Figure 1Prediction accuracy of the PRSs in the simulation study
Each panel displays the mean and 95% CI of the PRS prediction (y axis) for each data combining approach. The traits were simulated from a liability threshold model with 10,000 (10k) and 100,000 (100k) causal SNPs and heritability of 0.5, and case-control status was inferred from a disease prevalence of 0.2. Mean and 95% CI of prediction were obtained from 10k non-parametric bootstrap samples of 5 independent replicates.
(A) Effect of training sample size in the PRSs prediction accuracy. The x axis indicates the percentage of individuals from the total training set (n = 303,728) used as individual-level data for BOLT-LMM or GWAS summary statistics for C+T and LDpred.

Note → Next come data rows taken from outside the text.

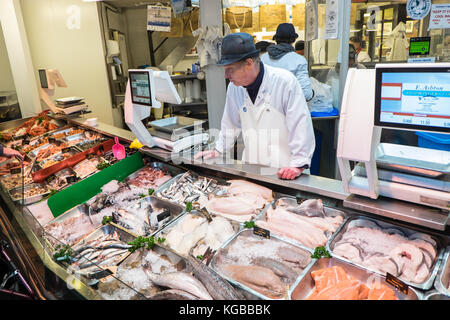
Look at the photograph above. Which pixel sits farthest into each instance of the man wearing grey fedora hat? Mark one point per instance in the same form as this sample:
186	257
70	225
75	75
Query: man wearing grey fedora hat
267	105
283	55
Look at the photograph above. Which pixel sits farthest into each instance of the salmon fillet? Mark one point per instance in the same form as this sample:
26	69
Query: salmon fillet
335	284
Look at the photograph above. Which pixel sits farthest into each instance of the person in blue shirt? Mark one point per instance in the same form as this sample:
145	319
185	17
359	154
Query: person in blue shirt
283	55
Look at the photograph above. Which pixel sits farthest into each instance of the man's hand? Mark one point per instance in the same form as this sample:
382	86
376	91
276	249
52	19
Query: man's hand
11	153
208	154
289	173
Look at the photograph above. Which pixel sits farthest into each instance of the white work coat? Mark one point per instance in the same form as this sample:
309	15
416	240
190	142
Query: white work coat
362	56
296	64
277	128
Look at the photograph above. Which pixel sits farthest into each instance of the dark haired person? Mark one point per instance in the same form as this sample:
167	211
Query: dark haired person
283	55
262	46
267	104
300	47
360	56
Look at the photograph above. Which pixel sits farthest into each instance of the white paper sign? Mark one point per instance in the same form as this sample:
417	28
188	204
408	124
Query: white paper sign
331	20
439	16
312	27
158	18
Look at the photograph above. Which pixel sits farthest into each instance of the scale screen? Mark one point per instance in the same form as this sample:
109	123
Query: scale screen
419	46
140	88
413	98
43	78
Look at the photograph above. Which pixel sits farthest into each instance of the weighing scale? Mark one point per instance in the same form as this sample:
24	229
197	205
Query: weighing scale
147	89
49	79
411	96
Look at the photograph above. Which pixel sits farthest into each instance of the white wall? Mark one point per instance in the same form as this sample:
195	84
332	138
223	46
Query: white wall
6	79
66	35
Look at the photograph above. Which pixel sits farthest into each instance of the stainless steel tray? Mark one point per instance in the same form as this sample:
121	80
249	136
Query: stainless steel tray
75	167
330	212
124	237
175	179
80	210
176	125
173	171
435	295
57	157
175	210
442	282
137	259
427	284
304	286
68	171
27	200
415	160
244	287
219	181
164	231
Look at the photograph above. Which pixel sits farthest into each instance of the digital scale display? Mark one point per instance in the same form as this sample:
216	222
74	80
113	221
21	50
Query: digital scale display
140	88
419	46
413	99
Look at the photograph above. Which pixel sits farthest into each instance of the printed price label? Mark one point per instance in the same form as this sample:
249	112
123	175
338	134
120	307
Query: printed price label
15	171
397	283
71	179
163	215
50	179
261	232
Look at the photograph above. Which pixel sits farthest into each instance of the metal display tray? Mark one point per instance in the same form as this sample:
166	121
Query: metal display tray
173	171
244	287
28	200
36	167
420	161
330	212
175	179
78	210
219	181
124	237
137	259
164	231
58	157
175	210
427	284
176	125
305	285
442	282
435	295
88	174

(B) Effect of the ratio between internal and external data in the combining approaches. The x axis indicates the relative amount of external versus internal data, e.g., 3:1 indicates a scenario where the external data was 75% and the internal data was 25% of the total sample. Figure 1 is a simplified version of Figure S3, selecting a single method per combining approach between C+T and LDpred, where the method maximizing mean prediction was selected.
Figure 2Prediction accuracy of the combining approaches in 12 complex traits from iPSYCH 2015 and UK Biobank
Each panel displays the mean and 95% CI of the PRS prediction (y axis) for each data combining approach, of PRS trained on individual-level data (int), GWAS summary statistics (ext), or both (ext+int) (x axis). The prediction was transformed to the liability-scale using a population prevalence of 0.01 (ASD), 0.05 (ADHD), 0.15 (MDD UK Biobank), 0.05 (T2D), 0.01 (AN), 0.03 (CAD), 0.01 (SCZ), 0.07 (BC), 0.01 (BD), and 0.08 (MDD iPSYCH). The methods noted as int and ext were fitted using BOLT-LMM with individual-level data and LDpred or C+T with GWAS summary statistics, respectively. For simplification, only the ext PRS with larger mean prediction is shown, the full results are available in Figure S8. Mean and 95% CI of the prediction were obtained from 10k non-parametric bootstrap samples of the 5 cross-validation subsets.